Constructing a Highly Permeable Bioinspired Rigid-Flexible Coupled Membrane with a High Content of Spindle-Type Mof Integration: Efficient Separation of Water-Soluble Pollutants

In recent years, metal-organic frameworks (MOFs) have emerged as a crucial component in the design and fabrication of advanced separation membranes. The inherent rigidity of MOF membranes, however, has limited their potential applications in the field of separation technologies. To address these limitations, MOF hybrid membranes have been developed, incorporating flexible guest materials. Nevertheless, the proliferation of guest materials has imposed constraints on the advantages inherent to MOFs, and the interactions between flexible guest materials and MOFs have impeded the progress of MOF membrane technology. Drawing inspiration from the "brick and mortar" structure characteristic of nacre, this study proposed the creation of a rigid-flexible coupled membrane. This innovative approach utilizes spindle-type MOF as the rigid framework, graphene oxide (GO) as the flexible interlinking component, and tannic acid (TA) as the cross-linking agent. The synthesized coupled membranes (CoFe-MOF/GO-TA) demonstrated exceptional separation efficacy (>98.10%, 210-296 L m-2 h-1 bar-1) and exhibited outstanding cycling stability in the removal of water-soluble pollutants. Remarkably, after 16 cycles, the permeance to Rhodamine B (RhB) was recorded at 230.11 L L m-2 h-1 bar-1, with a rejection of 97.26%, underscoring the superior cycling stability of the MOF hybrid membrane.
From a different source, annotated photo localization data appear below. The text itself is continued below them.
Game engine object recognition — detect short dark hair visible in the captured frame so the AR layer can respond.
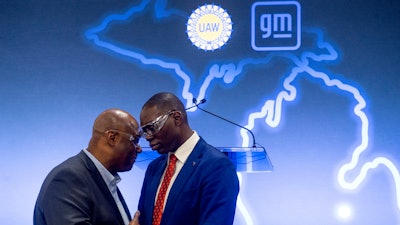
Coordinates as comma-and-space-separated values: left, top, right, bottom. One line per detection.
143, 92, 184, 111
143, 92, 188, 121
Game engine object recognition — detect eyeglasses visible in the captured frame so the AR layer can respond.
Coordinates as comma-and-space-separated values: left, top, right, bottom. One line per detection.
106, 129, 141, 147
140, 110, 176, 138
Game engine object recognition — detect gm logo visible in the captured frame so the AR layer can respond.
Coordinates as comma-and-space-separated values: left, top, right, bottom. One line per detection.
251, 1, 301, 51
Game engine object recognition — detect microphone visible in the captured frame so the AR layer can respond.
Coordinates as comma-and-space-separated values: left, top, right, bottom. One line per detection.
185, 98, 206, 110
190, 98, 257, 148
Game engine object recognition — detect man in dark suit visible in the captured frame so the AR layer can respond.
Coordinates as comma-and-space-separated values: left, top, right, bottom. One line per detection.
138, 92, 239, 225
34, 108, 142, 225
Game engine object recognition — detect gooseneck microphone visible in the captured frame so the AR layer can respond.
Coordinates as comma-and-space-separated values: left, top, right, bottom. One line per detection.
185, 98, 206, 110
189, 98, 257, 148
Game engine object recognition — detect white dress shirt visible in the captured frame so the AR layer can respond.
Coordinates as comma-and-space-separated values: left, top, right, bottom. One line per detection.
155, 131, 200, 209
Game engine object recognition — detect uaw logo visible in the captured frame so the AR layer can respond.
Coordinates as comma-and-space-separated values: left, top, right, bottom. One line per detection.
187, 4, 233, 51
251, 1, 301, 51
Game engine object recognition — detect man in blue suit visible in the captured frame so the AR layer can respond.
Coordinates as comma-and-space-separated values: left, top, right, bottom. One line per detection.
138, 92, 239, 225
34, 108, 142, 225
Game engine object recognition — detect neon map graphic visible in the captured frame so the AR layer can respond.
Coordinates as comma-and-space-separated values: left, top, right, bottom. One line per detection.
2, 0, 399, 224
82, 0, 400, 224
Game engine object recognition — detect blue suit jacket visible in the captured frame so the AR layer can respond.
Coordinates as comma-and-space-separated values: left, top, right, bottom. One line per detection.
138, 138, 239, 225
34, 150, 131, 225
At the molecular level, the degradation mechanism of RhB was elucidated through a series of experiments and Gaussian calculations, validating the potential of MOFs in pollutant degradation. This discovery provided substantial support for the use of MOFs in the catalytic purification of membranes. Additionally, the MOF hybrid membranes exhibited comparably excellent separation capabilities for both antibiotics and dyes. The bioinspired rigid-flexible coupled membrane demonstrated a synergistic advantage, significantly enhancing the development of MOF hybrid membranes with superior separation performance and remarkable cycling stability.